Vorreiter sollen mehr schultern
Der Planungsvorgang sei transparent und kriterienorientiert, so Schumm. Dennoch fühlt sich Weikersheim durch die Pläne düpiert, weil man durchaus Vorreiterin mit einer Vielzahl an Windanlagen ist. Jetzt sollen noch mehr kommen – und das, weil es eben im Vergleich zum Heilbronner Tiefland viel Wind gibt und (unter einem ablehnenden Blickwinkel) nicht genügend Ausschlusskriterien. Den allgemeinen Stromhunger sollen ländliche Gebiete befriedigen, das findet man grundsätzlich ungerecht.
Ähnlich wie früher schon (Stichwort „Konzentrationszonen“) müsse der Regionalverband auf die Prozentflächen kommen, sonst droht die quasi wilde Projektierungsmöglichkeit ohne räumlich Steuerung, so der Verbandsdirektor. Dort zähle dann nur der Faktor Rendite. Umkehrschluss: Wer Planhoheiten erhalten will, muss ausweisen.

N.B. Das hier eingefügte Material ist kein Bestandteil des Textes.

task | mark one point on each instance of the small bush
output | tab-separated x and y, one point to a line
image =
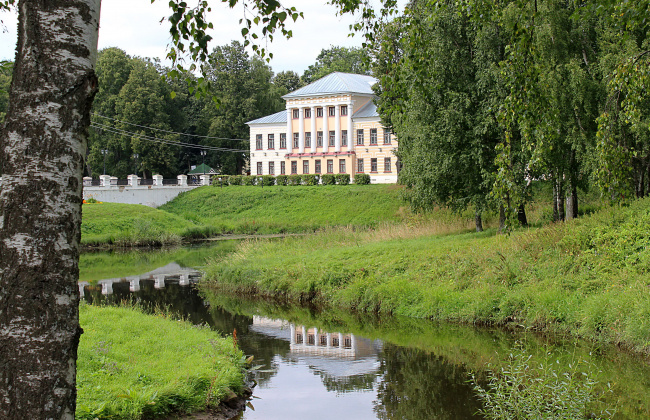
295	179
362	179
222	183
268	180
328	179
310	179
342	179
281	180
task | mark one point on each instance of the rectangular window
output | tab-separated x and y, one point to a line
387	165
386	136
373	136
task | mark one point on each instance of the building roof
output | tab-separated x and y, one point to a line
277	118
202	169
366	111
336	83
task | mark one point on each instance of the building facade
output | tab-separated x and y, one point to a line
330	126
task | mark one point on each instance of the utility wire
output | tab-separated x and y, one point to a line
165	131
159	140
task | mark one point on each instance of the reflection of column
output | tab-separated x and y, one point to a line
337	128
301	130
313	129
184	280
134	284
107	288
326	133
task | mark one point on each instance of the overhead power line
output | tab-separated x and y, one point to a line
164	131
163	141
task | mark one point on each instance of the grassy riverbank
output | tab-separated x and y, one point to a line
589	277
132	365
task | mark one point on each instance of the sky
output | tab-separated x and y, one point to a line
134	26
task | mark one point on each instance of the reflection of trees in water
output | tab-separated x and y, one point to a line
420	385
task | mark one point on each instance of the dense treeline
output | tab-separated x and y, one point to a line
487	96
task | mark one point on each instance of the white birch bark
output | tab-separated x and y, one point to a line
42	150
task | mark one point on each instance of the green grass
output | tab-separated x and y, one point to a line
126	371
286	209
130	224
589	277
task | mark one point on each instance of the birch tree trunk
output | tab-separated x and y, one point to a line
42	152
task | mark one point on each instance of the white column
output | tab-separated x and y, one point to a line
289	128
352	136
313	129
337	128
326	133
301	130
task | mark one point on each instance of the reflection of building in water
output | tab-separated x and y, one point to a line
170	273
343	361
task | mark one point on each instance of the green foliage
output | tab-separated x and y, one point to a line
525	388
125	371
328	179
268	180
342	179
310	179
362	179
294	179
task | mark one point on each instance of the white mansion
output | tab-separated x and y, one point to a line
330	126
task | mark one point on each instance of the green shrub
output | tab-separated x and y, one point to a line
281	180
342	179
268	180
295	179
222	183
310	179
362	179
327	179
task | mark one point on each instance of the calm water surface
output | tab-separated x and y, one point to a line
330	364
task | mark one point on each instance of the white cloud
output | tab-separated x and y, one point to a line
135	27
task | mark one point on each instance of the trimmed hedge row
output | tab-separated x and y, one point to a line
293	179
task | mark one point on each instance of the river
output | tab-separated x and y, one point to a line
332	364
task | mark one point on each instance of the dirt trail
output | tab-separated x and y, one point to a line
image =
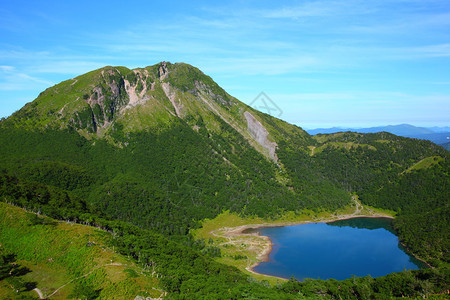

Manche Kommunen können nur null Prozent Fläche bringen, so Schumm auf die Nachfrage von Stadtrat Peter Rösch. Abwägungen des Verbands (also das eventuelle Kappen von Gebieten) müssten „planerische Relevanz“ haben.
Auf die Nachfrage von Anja Lotz hin bestätigte Schumm, dass es auch eine weitere „Fortschreibung“ des aktuellen Plans geben könne. Die Auswirkungen von erzeugtem Infraschall auf die Bevölkerung etwa spiele keine Rolle bei der jetzigen Planung – erst beim Baurecht bzw. konkreten Genehmigungsverfahren könne man sich dagegen wehren.
Kritik auch von Stadtrat Waldemar Hein: Im Katalog (Konfliktkriterien) würde FFH-Gebieten eine höhere Bedeutung im Vergleich zu Wohnplätzen eingeräumt. Konkret geht es in dem Zusammenhang auch um den Bereich von Aussiedlerhöfen. Dort könne es zu einer Überbelastung mit Anlagen kommen.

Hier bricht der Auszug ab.